No trudno jest to mój pierwszy zakup po części teraz żałuje lecz niestety sprzedawca tak go zachwalał, że się skusiłem.Trudno przeplaciłem ale przynajmniej mi się podoba i aż ciągnie mnie do jazdy na nim,a taki schwimm mesa gs pewnie lepszy ale nie czerpał bym przyjemnosci z jazdy na nim i mam nadzieje, że ten rower posłuzy mi dobre kilka lat.
PS.Co do szpanowania ja mam swoje zdanie na ten temat Ty swoje.Zalezy wszystko od tego w jakim otoczeniu się przebywa, jakie sa priorytety dla Ciebie(nie mowie ze priorytetem bylo dla mnie kupienie akurat takiego roweru zeby szpanowac Nie !).Ale nie zmienisz tego bo tak jak wspomnialem zalezy wszystko od tego z kim przebywasz bo dla Ciebie i dla mnie wazne jest by rower jezdzil a dla przecietnego licealisty bedzie wazny wyglad a nie czy ma osprzet alivio,deorte czy jeszcze inny.Jestem pewien, ze pierwsze co zrobi to powie ładny rower a nie bardzo podobaja mi sie Twoje przezutki deorte a w srodowisku w ktorym kazdy cos tam wie o rowerach priorytetem bedzie osprzet.Dlatego napisałem ze wyglad czyli szpanowanie bylo dla mnie dodatkowym plusem.
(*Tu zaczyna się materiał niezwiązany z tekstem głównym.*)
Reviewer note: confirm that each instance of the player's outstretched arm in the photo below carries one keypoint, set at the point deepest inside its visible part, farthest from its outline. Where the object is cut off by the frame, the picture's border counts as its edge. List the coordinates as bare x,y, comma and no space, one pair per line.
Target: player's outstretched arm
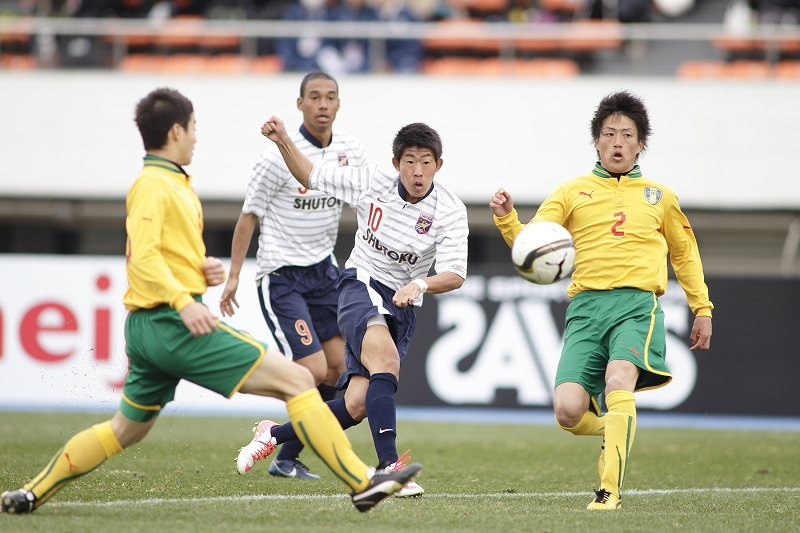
438,284
501,203
701,333
242,234
298,164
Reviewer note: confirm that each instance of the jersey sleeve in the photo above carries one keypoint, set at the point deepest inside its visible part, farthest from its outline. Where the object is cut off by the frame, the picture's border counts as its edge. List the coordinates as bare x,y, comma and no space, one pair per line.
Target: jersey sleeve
685,258
147,211
451,244
347,183
267,177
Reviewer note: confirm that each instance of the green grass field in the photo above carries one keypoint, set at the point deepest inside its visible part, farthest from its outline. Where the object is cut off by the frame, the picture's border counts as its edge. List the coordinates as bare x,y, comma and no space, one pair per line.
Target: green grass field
483,478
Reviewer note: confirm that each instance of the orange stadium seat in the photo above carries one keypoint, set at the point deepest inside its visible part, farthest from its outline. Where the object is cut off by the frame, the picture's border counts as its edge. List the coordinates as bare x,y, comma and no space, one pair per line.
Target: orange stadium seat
268,64
749,70
460,36
593,35
787,70
18,61
140,62
696,69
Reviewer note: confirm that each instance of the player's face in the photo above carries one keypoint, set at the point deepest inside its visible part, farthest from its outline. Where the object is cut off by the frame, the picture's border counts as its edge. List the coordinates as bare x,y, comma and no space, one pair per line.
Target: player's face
417,167
186,141
618,144
319,106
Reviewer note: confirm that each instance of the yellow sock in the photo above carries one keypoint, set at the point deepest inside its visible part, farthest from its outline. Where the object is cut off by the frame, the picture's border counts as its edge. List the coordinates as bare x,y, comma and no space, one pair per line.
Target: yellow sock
81,454
319,430
620,429
590,424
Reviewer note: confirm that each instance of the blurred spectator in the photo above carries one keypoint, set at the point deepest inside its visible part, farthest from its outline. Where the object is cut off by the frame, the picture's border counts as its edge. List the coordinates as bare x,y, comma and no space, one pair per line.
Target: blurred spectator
621,10
354,53
776,11
310,52
405,55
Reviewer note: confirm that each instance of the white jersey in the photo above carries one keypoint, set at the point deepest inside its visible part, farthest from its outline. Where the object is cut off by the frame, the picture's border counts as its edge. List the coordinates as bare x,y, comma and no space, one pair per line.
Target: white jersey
397,242
298,226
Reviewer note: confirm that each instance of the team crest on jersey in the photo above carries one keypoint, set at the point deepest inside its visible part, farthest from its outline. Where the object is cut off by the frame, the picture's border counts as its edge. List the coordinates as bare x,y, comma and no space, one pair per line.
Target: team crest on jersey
653,195
424,223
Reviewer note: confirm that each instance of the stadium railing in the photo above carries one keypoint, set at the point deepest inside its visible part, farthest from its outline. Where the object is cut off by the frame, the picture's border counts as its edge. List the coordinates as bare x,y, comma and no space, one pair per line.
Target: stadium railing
500,39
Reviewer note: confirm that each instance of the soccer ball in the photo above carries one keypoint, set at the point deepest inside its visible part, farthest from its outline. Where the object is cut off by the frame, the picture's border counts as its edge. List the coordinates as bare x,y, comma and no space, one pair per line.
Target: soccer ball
543,253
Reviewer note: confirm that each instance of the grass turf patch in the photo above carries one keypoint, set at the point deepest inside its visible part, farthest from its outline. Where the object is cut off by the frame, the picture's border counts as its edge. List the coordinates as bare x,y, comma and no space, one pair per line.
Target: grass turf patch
477,477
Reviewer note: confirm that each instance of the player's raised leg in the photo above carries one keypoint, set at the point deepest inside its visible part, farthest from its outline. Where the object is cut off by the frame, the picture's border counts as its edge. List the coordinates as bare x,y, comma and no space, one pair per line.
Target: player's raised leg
318,429
82,453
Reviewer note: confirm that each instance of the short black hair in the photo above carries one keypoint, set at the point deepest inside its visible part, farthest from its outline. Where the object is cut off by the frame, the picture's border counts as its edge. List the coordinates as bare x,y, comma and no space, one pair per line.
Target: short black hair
311,76
157,112
622,103
417,135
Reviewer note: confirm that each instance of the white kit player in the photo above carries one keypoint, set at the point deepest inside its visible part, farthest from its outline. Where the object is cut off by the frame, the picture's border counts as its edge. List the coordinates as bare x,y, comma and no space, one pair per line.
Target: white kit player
296,271
405,224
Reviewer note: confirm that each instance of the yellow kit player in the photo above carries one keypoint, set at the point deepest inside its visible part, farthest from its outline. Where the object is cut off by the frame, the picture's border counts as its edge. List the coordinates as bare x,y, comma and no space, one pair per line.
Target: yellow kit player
170,335
623,226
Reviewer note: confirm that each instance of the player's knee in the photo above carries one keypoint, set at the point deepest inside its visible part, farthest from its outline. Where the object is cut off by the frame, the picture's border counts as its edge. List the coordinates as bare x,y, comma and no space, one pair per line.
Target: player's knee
568,414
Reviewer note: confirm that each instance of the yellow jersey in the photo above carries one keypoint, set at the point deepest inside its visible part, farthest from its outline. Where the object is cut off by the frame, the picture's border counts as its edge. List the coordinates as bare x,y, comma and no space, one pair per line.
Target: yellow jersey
623,230
165,247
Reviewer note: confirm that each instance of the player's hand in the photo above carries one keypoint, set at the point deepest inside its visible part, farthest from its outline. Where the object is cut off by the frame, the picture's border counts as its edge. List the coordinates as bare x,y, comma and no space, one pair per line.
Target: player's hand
273,129
198,319
501,203
405,296
227,301
214,271
701,333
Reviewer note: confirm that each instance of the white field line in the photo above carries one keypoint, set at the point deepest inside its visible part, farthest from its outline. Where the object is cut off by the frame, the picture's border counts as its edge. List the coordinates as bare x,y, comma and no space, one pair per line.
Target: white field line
497,495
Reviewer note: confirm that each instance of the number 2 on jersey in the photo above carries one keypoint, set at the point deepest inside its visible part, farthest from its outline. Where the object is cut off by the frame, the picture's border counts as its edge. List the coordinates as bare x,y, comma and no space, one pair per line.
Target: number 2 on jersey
615,228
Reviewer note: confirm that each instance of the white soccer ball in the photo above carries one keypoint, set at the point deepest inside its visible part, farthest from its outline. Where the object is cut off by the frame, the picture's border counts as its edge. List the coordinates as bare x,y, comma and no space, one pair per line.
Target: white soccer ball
543,253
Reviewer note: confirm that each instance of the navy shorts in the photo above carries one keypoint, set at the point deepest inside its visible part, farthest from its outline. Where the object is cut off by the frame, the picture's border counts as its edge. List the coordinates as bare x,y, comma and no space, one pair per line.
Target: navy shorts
361,297
299,305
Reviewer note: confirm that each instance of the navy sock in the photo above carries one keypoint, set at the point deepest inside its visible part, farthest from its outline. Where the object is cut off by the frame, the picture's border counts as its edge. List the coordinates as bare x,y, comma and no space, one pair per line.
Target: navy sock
292,448
382,415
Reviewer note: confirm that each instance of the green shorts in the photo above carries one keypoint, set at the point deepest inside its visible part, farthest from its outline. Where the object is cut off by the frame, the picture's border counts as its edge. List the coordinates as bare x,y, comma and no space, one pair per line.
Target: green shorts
161,352
620,324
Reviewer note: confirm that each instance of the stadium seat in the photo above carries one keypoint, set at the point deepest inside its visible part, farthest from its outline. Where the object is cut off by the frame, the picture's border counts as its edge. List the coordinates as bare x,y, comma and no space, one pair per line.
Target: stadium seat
748,69
787,70
546,67
140,62
451,66
496,66
268,64
701,69
593,35
227,64
18,61
461,36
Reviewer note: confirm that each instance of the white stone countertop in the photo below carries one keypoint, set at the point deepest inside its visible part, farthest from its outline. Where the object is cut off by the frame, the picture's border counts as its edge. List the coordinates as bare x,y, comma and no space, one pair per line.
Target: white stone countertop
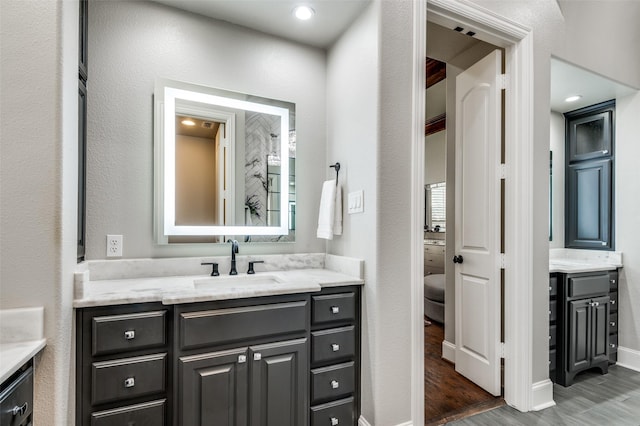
199,288
575,261
21,338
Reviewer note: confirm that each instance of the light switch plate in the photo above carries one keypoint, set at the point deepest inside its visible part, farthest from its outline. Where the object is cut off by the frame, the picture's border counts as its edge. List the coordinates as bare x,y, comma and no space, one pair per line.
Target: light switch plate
356,202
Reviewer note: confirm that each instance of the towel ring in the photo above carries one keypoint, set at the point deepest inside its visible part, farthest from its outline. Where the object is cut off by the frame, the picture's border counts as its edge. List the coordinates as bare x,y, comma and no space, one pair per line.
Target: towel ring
337,167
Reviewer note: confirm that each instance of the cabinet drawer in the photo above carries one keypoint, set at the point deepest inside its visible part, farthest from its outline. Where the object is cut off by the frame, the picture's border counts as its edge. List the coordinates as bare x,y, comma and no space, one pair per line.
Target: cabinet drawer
613,301
333,307
333,413
127,378
613,343
553,310
553,286
613,323
117,333
588,285
552,336
18,395
218,326
333,344
552,360
149,413
332,382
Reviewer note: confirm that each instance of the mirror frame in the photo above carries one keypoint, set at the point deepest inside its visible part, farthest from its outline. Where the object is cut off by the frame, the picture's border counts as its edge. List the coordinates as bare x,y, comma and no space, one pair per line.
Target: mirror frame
167,94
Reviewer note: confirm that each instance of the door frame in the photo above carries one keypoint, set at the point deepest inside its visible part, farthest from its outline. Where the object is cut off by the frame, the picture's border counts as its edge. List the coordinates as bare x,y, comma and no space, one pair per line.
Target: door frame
517,40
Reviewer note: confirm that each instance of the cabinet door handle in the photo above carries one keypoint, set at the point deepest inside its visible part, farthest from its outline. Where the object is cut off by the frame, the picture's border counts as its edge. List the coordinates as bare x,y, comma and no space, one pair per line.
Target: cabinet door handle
20,410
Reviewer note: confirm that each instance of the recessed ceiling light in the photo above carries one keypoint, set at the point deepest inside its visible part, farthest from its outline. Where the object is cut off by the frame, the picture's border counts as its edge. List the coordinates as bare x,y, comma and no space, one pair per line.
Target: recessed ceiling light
304,13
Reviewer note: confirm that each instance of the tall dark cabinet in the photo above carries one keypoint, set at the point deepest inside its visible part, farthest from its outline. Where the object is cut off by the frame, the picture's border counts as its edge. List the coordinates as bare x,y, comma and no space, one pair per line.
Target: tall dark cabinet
589,177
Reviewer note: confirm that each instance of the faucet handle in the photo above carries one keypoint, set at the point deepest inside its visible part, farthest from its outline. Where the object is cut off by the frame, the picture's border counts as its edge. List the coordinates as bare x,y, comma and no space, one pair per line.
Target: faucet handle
214,271
253,262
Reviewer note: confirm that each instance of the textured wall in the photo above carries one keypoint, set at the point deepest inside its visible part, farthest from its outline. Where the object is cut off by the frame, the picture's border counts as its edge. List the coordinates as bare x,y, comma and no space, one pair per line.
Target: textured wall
133,43
38,172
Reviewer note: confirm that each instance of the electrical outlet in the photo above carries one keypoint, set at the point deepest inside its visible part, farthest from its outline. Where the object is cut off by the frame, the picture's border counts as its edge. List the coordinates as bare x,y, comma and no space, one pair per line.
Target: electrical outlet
114,245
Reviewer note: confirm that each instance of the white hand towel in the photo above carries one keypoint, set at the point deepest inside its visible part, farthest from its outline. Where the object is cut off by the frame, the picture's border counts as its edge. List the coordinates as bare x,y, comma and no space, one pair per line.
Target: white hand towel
337,212
326,214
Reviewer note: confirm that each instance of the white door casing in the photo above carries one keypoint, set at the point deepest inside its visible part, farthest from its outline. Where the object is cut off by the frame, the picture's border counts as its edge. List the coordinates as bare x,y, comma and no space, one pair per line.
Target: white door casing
477,224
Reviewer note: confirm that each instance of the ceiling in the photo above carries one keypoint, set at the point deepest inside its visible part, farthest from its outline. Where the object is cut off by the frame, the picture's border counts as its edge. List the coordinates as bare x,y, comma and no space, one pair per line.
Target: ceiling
568,79
331,19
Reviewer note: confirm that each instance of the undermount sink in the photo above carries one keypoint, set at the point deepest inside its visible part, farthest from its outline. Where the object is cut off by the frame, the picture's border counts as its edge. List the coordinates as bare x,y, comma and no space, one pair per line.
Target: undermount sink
237,280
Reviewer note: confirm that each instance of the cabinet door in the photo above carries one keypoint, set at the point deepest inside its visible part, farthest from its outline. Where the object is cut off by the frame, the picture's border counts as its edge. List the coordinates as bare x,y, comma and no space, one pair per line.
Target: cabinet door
579,335
589,201
600,329
213,389
279,391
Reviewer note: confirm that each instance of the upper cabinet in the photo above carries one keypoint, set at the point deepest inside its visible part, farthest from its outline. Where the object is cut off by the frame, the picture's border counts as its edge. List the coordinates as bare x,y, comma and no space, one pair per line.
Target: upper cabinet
590,132
589,219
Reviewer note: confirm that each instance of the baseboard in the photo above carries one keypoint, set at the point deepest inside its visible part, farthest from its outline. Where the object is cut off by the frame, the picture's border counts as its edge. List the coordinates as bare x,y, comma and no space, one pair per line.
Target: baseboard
542,395
363,422
629,358
449,351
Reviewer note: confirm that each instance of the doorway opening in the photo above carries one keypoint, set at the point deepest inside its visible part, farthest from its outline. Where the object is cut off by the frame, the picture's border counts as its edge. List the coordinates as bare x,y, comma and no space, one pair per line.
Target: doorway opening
449,395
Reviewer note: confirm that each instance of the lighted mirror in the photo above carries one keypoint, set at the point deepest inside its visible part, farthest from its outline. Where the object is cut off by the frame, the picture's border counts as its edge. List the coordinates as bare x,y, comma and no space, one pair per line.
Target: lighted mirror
224,165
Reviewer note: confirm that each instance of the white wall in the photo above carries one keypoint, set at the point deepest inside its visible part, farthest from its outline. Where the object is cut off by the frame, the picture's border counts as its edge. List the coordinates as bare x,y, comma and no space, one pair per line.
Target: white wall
352,111
435,153
627,212
38,181
133,43
556,144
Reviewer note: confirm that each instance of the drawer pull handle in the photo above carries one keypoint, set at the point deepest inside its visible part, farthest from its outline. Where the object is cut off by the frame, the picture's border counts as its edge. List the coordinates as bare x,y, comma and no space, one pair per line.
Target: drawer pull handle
19,411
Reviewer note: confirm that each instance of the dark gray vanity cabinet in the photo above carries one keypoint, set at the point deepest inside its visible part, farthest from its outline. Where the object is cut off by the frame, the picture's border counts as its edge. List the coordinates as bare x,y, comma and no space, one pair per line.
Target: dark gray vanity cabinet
335,357
123,365
589,220
243,362
582,324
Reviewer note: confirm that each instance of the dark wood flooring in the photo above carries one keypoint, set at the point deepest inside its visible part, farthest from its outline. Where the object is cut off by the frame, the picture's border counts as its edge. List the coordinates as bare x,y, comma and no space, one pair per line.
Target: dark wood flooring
448,395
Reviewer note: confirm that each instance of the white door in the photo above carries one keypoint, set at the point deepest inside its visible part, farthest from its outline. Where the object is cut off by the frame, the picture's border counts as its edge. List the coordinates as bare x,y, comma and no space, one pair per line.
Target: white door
477,224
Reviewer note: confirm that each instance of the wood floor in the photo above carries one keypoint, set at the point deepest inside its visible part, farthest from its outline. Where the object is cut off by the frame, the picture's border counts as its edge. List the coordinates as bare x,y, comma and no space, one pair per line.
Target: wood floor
448,395
594,400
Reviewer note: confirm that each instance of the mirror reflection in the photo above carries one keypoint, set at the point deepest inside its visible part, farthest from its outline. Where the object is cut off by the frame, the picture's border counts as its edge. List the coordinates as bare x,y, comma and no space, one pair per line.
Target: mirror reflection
225,165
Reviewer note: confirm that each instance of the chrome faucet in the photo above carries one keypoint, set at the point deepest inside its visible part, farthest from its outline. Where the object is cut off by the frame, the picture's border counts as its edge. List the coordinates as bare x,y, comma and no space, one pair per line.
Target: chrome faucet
234,250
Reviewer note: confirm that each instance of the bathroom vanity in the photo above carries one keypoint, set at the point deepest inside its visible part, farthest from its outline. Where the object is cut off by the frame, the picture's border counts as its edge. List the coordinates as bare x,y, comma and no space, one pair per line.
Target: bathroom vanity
583,316
222,353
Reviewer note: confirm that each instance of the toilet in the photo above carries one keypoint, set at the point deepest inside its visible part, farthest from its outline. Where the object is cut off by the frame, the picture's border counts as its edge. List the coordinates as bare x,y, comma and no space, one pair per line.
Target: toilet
434,297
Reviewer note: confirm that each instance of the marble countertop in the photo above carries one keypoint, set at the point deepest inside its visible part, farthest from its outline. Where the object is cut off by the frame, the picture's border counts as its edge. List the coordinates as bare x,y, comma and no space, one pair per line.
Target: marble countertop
21,338
199,288
576,261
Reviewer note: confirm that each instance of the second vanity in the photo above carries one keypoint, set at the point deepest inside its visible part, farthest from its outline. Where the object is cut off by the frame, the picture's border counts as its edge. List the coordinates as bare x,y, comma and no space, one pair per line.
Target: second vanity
274,348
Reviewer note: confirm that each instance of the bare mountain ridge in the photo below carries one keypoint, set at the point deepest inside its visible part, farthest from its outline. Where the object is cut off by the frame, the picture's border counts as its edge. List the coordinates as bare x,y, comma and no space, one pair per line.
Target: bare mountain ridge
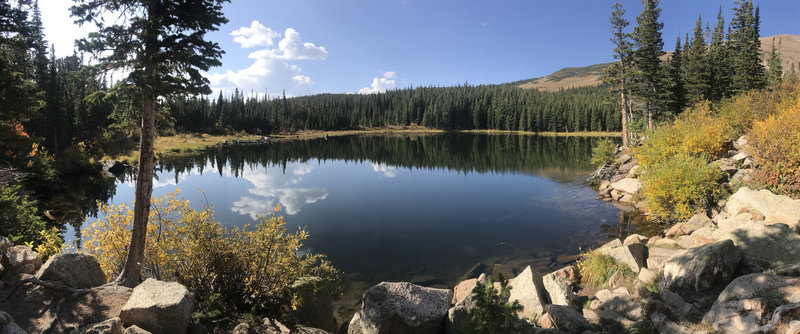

Dziękuje wszystkim za pomoc.Reasumując to moj pierwszy zakup i teraz mozliwe ze popelnilem blad to nastepnym razem bardziej przyloze sie do zakupu,dzisiaj dałem sie nabrać na chwyt marketingowy sprzedawcy, ktory sam wlasnie przedstawil mi ten tekst o Maji Wloszczowskiej.A, ze nie orientuje sie w osprzetach i prawde mowiac nie wiem co za roznica w osprzecie acera a deorte(plynniej zmienia biegi czy dluzej będzie dzialas sprawniej).